Fig. 6: Transcriptomic profiling of tumor tissues derived from KO and KO + NM1 MEFs shows transcriptional rescue upon NM1 overexpression.

a Gene ontology analysis of genes that are found to be upregulated in tumors derived from KO cells in comparison to tumors derived from KO + NM1 cells. The top 10 enriched biological process, cellular component, and KEGG pathway terms are shown in descending order based on their significance. b Gene ontology analysis of genes that are found to be downregulated in tumors derived from KO cells in comparison to tumors derived from KO + NM1 cells. The top 10 enriched biological process, cellular component, and KEGG pathway terms are shown in descending order based on their significance. c Heatmap of most differentially expressed genes (log2FC ≥ 4 for upregulated genes and log2FC ≤ -4 for downregulated genes) between tumors associated with cell cycle and cell division. Heatmap represents the log2-normalized counts for each tumor sample derived either from KO or KO + NM1 cells organized in descending order based on log2 fold change value. d Heatmap of the most differentially expressed genes (log2FC ≥ 2 for upregulated genes and log2FC ≤ -2 for downregulated genes) between tumors associated with DNA damage response and repair.
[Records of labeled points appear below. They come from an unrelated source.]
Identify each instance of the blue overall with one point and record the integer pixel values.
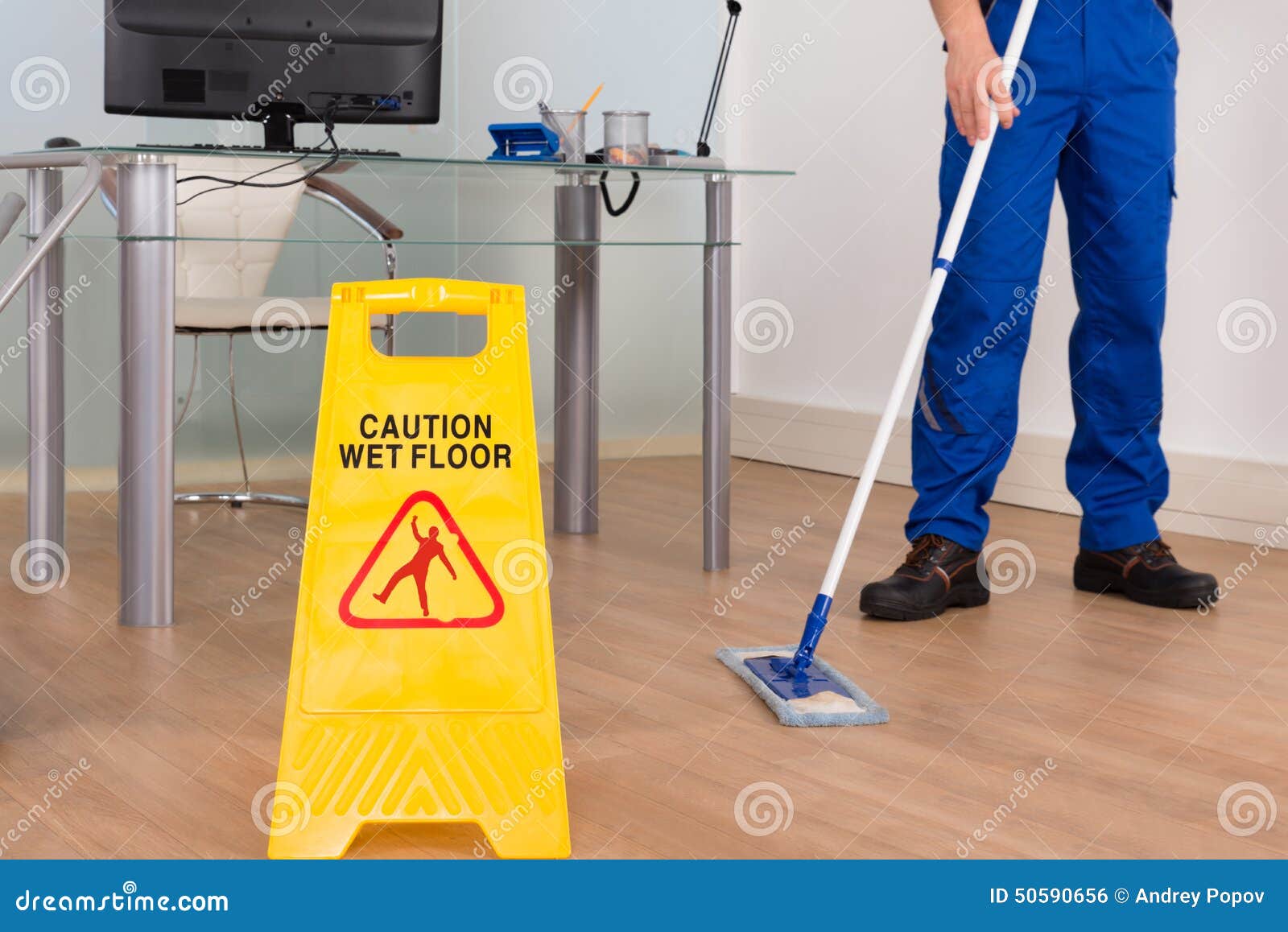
(1101, 124)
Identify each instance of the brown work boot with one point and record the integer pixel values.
(1146, 573)
(937, 575)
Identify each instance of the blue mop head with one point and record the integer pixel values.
(834, 703)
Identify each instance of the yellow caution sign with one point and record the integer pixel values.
(423, 681)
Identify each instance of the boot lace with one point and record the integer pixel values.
(923, 549)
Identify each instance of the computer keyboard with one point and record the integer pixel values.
(261, 150)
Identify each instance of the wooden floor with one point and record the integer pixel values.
(1050, 724)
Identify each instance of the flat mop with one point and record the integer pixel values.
(799, 687)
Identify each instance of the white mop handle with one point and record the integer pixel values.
(921, 330)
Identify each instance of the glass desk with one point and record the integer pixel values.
(147, 234)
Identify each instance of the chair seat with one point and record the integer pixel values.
(233, 315)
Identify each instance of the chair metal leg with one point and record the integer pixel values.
(192, 382)
(245, 496)
(232, 394)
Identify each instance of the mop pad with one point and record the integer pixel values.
(824, 707)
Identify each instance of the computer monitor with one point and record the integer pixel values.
(276, 62)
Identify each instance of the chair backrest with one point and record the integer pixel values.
(249, 223)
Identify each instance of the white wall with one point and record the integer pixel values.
(654, 57)
(852, 97)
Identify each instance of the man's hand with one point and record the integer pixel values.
(974, 72)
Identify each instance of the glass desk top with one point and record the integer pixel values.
(406, 182)
(420, 167)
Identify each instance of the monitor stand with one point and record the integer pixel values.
(279, 120)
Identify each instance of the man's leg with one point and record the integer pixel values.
(402, 573)
(1117, 180)
(965, 416)
(422, 594)
(1117, 184)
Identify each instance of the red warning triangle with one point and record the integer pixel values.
(422, 573)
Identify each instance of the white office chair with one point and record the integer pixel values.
(229, 240)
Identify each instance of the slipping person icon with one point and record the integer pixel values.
(427, 549)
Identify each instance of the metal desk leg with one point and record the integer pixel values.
(716, 363)
(577, 360)
(146, 208)
(45, 478)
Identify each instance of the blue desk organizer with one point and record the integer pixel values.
(523, 143)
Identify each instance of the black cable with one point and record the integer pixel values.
(628, 202)
(225, 183)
Heatmap represents the log2-normalized counts for each tumor sample derived either from KO or KO + NM1 cells organized in descending order based on log2 fold change value. e Heatmap of differentially expressed genes (log2FC ≥ 1 for upregulated genes and log2FC ≤ -1 for downregulated genes) between tumors associated with Oxidative phosphorylation. Heatmap represents the log2-normalized counts for each tumor sample derived either from KO or KO + NM1 cells organized in descending order based on log2 fold change value. Source data are provided as a Source Data file.